Wednesday, January 27, 2010

January 30

I like Elie Mystal of Above the Law's comment on New Orleans: "City still recovering from tragedy + Beloved football team + Superbowl - Open container laws = Mass freaking hysteria."

http://abovethelaw.com/2010/01/who_dat_needs_a_continuance.php

The Neglected Books Page, a truly excellent website, draws my attention to a project by science fiction novelist Jo Walton to uncover worthy but obscure science fiction and fantasy:

http://neglectedbooks.com/?p=318

http://www.tor.com.vhost.zerolag.com/index.php?option=com_content&view=blog&id=58654

In a lengthy two-part essay at The Quarterly Conversation, John Domini discusses the lack of respect that mainstream American critics pay to non-conventional American fiction (they're a little more forgiving with foreigners) and offers three examples of helpful approaches to specific non-realist novels. This is an attractive piece, written in good spirits and crucially not using "experimental" fiction as a cudgel to bash conventional realist fiction (although many supporters of the conventional have done the reverse, as the essay details). "I come in peace," Domini writes; "my analysis intends to reveal how John Barth and Tom Wolfe might shake hands."

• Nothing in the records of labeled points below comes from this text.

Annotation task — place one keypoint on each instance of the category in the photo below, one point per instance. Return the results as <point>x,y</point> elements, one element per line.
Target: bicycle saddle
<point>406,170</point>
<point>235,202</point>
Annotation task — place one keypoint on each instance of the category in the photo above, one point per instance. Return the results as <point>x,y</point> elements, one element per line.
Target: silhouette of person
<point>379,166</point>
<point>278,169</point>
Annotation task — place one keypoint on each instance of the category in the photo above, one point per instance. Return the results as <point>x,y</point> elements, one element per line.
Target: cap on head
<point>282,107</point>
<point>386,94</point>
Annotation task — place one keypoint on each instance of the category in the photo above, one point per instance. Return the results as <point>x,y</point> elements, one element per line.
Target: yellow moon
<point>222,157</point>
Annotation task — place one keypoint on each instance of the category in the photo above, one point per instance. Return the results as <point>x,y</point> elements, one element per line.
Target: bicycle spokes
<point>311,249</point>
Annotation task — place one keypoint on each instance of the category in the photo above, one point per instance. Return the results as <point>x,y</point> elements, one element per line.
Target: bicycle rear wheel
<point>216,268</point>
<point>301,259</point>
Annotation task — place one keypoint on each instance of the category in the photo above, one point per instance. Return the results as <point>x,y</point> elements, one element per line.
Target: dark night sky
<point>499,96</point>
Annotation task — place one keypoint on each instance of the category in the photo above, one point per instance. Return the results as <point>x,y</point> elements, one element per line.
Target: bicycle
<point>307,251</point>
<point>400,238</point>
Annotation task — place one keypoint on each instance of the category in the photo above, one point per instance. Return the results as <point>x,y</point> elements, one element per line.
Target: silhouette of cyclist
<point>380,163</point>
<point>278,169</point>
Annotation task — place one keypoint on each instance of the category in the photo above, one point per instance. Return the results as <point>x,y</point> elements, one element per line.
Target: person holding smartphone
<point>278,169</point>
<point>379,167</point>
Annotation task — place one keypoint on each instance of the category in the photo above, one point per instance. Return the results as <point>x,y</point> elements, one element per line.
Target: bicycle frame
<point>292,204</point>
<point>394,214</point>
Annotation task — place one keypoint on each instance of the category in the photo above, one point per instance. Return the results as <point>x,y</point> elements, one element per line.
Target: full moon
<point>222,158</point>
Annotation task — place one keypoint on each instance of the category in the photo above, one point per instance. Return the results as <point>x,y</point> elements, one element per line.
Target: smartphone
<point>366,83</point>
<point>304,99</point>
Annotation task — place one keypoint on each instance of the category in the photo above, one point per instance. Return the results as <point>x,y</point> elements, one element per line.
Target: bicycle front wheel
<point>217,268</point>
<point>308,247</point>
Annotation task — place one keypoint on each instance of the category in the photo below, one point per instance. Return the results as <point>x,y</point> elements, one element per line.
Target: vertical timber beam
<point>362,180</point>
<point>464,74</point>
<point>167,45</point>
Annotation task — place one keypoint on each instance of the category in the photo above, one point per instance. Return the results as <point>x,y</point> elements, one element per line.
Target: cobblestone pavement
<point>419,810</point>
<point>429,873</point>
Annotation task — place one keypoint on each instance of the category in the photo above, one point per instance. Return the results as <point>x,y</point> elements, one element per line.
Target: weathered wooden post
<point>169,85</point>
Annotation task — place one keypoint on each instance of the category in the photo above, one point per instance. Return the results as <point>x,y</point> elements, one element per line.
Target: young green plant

http://quarterlyconversation.com/against-the-impossible-to-explain-the-postmodern-novel-and-society

http://quarterlyconversation.com/against-the-impossible-to-explain-the-postmodern-novel-and-society-part-2

British novelist Tiffany Murray offers a nice list of the Top Ten Rock'n'Roll Novels, several of them unfamiliar to me. Props to Murray for including Wuthering Heights on the grounds that Heathcliff is "flinty, elemental, feral, beautiful, violent, mad, gothic, and so very, very rock n' roll." I'll buy that.

http://www.guardian.co.uk/books/2010/jan/27/tiffany-murray-rock-n-roll-novels


A Journey Round My Skull highlights the work of artist/musician Graham Lambkin. It is worth clicking through to the earlier posts on Lambkin at the same blog, and from all the posts to the various Lambkin links:

http://ajourneyroundmyskull.blogspot.com/2010/01/graham-lambkin-3.html

The New York Times tries to explain what's up with the foreign language Oscar. I think they run a variant on this article every year:

http://www.nytimes.com/2010/01/31/movies/awardsseason/31oscar.html

Among notables born on this date are composers Thomas Tallis, Johann Joachim Quantz, and Charles Martin Loeffler, historian Barbara Tuchman, theatrical producer Hal Prince, German architect Johann Baltasar Neumann, President Franklin D. Roosevelt, novelists Richard Brautigan, Shirley Hazzard (Australia), and A.H. Tammsaare (Estonia), poets Adalbert von Chamisso (Germany), Les Barker (England) and Nikolai Glazkov (Russia), children's author Lloyd Alexander, science fiction novelist Gregory Benford, architectural historian Nikolaus Pevsner, jazz trumpeter Roy Eldridge, actors John Ireland, Gene Hackman, and Vanessa Redgrave, and golfer Payne Stewart. Stewart, who died bizarrely in a 1999 incident in which a private jet lost cabin pressure, is one of my sartorial heroes for his unique, impeccable, and historic fashion sense on the golf course. He revived the tradition of wearing plus-fours and flat caps and gave it his own additional spin through spirited color coordination. The PGA now gives an annual award in his name to "a player who shows respect for the traditions of the game, commitment to uphold the game's heritage of charitable support and professional and meticulous presentation of himself and the sport through his dress and conduct."